ARROW-12522: [C++] Add ReadRangeCache::WaitFor #10145

lidavidm · 2021-04-23T19:59:07Z

This was split out of ARROW-11883 since it may also be useful to test with ARROW-11772.

This adds a method to get a Future<> from a ReadRangeCache so it can be easily used in an async context. Also, it adds a config flag to make the cache not perform readahead so that readahead can be handled at a different layer of the stack.

github-actions · 2021-04-23T19:59:26Z

https://issues.apache.org/jira/browse/ARROW-12522

lidavidm · 2021-04-26T15:00:12Z

CC @westonpace if you'd like to take a look.

There's an example of it being used to adapt the IPC reader here: lidavidm@24f3bb1#diff-e992169684aea9845ac776ada4cbb2b5dc711b49e5a3fbc6046c92299e1aefceR1380-R1412

westonpace

I wonder if, given a bunch of small record batches, we might sometimes want to coalesce across record batches. I think the current design preempts that. Although I think there would be more challenges than just this tool to tackle that problem.

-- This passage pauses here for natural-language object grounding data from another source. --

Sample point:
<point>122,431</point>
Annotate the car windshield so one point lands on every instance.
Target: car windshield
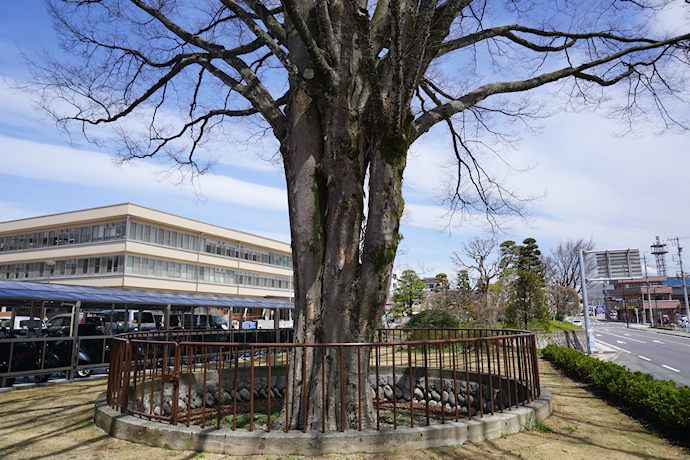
<point>219,320</point>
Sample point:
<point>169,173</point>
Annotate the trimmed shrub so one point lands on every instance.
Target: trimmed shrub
<point>662,404</point>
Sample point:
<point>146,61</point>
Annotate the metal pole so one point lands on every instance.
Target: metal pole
<point>591,346</point>
<point>649,296</point>
<point>685,288</point>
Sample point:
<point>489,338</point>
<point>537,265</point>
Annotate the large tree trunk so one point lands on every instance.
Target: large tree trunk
<point>343,253</point>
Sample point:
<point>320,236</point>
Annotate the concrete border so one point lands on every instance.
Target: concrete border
<point>240,442</point>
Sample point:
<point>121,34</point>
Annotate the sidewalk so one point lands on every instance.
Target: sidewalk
<point>56,422</point>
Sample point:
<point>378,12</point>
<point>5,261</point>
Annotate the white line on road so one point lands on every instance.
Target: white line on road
<point>628,338</point>
<point>613,346</point>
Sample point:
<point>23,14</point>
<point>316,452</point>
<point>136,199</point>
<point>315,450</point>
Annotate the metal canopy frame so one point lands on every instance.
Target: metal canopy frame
<point>27,291</point>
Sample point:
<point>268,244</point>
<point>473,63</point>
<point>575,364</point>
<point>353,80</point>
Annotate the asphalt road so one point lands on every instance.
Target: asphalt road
<point>664,356</point>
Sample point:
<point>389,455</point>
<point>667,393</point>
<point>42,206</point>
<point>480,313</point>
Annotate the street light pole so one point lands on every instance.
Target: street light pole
<point>591,346</point>
<point>50,264</point>
<point>682,277</point>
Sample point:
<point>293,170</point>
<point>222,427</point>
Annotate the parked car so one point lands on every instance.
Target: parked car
<point>60,324</point>
<point>175,321</point>
<point>202,321</point>
<point>23,326</point>
<point>128,320</point>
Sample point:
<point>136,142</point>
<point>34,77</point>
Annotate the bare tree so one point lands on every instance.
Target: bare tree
<point>563,266</point>
<point>345,86</point>
<point>478,256</point>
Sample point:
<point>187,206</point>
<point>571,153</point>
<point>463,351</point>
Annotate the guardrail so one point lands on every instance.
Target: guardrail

For example, AWS likes 8MB/16MB reads source for S3 and prefers 256KB reads source and Linux doesn't really care (it does its own read coalescing in the kernel, although in theory maybe this would apply to the EBS case as well).

However, if the filesystem was waiting for 8MB to fill up before issuing a read and batch readahead was low we may never fill up enough data to trigger the read. I don't think this is something we should solve right now but maybe something to think about going forwards.

I suppose we could update batch readahead to be bytes instead of # of batches (makes more sense anyways given the unpredictable nature of batch sizes). Then the read cache could be given a max "buffering" size and then it could issue reads whenever the cache gets bigger than either the "buffering limit" or the "ideal read size" of the filesystem.

westonpace · 2021-04-27T16:30:59Z

cpp/src/arrow/io/caching.cc

+  }
+
+  RangeCacheEntry Cache(const ReadRange& range) override {
+    return {range, Future<std::shared_ptr<Buffer>>()};


What fills this future?

It's a little unclear, my bad - what'll happen is the user calls Cache(vector<Range>), which coalesces the ranges and calls Cache(Range) for each coalesced range to make a cache entry. I'll rename the functions and clarify inline.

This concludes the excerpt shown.